Roughly 100 people worked in a former no-go zone near the crippled Fukushima No. 1 Nuclear Power Plant between December 2012 and March 2013 without knowledge that their work was subject to a special radiation dose limit, it has been learned.

The workers were employed by a contractor that secured jobs for them under a deal with the central government’s Cabinet Office to monitor passing vehicles. Labor standards authorities ordered the contractor to correct its practices after the problem came to light.

The contractor says it had only about two weeks to begin work after winning the government contract, and did not have much time to check pertinent laws. The case highlights the central government’s hasty approach in requesting such work — without a sufficient preparatory period or explanation.

The Health, Labor and Welfare Ministry has asked both contractors and outsourcers to comply with legal requirements.

[…]

However, the Tomioka Labor Standards Inspection Office was alerted by third parties about a possible violation of regulations for jobs other than decontamination work that are subject to special radiation limits.
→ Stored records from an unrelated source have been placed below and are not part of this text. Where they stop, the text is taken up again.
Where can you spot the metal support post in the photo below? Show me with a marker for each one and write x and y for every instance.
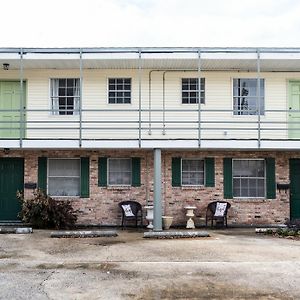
(80, 98)
(199, 98)
(157, 221)
(140, 98)
(258, 99)
(22, 119)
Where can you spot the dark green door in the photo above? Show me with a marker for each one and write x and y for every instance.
(295, 188)
(11, 180)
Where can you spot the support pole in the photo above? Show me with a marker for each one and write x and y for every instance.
(157, 221)
(140, 98)
(258, 100)
(80, 98)
(22, 119)
(199, 98)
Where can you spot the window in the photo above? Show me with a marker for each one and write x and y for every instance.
(63, 177)
(65, 96)
(192, 172)
(190, 90)
(119, 171)
(119, 90)
(245, 98)
(249, 178)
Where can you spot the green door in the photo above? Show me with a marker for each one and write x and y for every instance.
(10, 99)
(294, 104)
(295, 188)
(11, 180)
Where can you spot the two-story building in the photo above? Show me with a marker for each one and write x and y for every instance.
(168, 126)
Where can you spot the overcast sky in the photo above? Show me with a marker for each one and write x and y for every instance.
(89, 23)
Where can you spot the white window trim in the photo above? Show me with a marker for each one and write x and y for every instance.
(232, 96)
(265, 178)
(119, 185)
(107, 91)
(50, 98)
(187, 104)
(73, 158)
(193, 185)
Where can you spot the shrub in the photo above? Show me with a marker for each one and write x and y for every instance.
(45, 212)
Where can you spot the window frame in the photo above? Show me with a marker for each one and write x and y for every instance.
(48, 170)
(108, 171)
(265, 178)
(235, 110)
(202, 101)
(108, 91)
(204, 172)
(75, 112)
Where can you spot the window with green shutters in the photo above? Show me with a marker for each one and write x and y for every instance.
(193, 172)
(119, 171)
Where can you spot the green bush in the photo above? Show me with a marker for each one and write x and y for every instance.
(43, 211)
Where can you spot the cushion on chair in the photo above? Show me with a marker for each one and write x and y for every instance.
(220, 209)
(127, 210)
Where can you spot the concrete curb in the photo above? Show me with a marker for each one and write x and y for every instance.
(175, 234)
(18, 230)
(83, 233)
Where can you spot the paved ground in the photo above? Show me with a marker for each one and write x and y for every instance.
(231, 264)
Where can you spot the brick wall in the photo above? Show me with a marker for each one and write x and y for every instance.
(101, 207)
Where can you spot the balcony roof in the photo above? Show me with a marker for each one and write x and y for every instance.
(212, 59)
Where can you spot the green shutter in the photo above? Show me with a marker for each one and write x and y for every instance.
(84, 177)
(136, 171)
(42, 174)
(227, 174)
(102, 171)
(176, 171)
(209, 172)
(270, 175)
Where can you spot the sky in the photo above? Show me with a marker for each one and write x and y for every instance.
(150, 23)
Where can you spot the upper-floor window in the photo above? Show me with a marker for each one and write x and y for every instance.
(245, 97)
(249, 178)
(65, 96)
(190, 91)
(192, 172)
(119, 90)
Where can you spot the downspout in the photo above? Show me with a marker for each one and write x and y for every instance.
(21, 100)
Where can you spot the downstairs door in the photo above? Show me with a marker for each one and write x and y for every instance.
(11, 180)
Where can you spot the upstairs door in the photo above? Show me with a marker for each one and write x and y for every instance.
(10, 101)
(11, 181)
(294, 104)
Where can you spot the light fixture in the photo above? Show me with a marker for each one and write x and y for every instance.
(6, 66)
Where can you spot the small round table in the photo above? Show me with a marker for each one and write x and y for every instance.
(190, 214)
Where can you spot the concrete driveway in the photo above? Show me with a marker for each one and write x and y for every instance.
(231, 264)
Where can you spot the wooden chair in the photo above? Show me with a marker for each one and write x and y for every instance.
(211, 213)
(131, 211)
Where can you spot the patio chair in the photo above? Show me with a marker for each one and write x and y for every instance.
(131, 211)
(217, 211)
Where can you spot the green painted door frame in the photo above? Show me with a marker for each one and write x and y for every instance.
(295, 189)
(11, 180)
(294, 104)
(10, 99)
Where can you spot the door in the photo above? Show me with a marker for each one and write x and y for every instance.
(11, 180)
(10, 101)
(295, 188)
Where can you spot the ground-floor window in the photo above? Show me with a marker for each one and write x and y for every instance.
(63, 177)
(119, 171)
(249, 178)
(192, 172)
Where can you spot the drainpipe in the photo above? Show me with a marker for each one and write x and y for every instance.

It launched an investigation and ordered the contractor in August last year to rectify the situation, pointing out that the job fell under the category of work in which people would be exposed to an air dose of over 2.5 microsieverts per hour.

Although the contractor independently monitored the traffic patrol workers’ radiation exposure through their dosimeters, it did not check their respective radiation exposure records, conduct an 150-minute course on radiation effects on the human body and measurement methods, carry out advance research on air doses or issue dose records.

The contractor sent workers their radiation dose records after receiving the improvement order from the labor standards inspection office, but some of the records returned unopened because the workers had changed their addresses.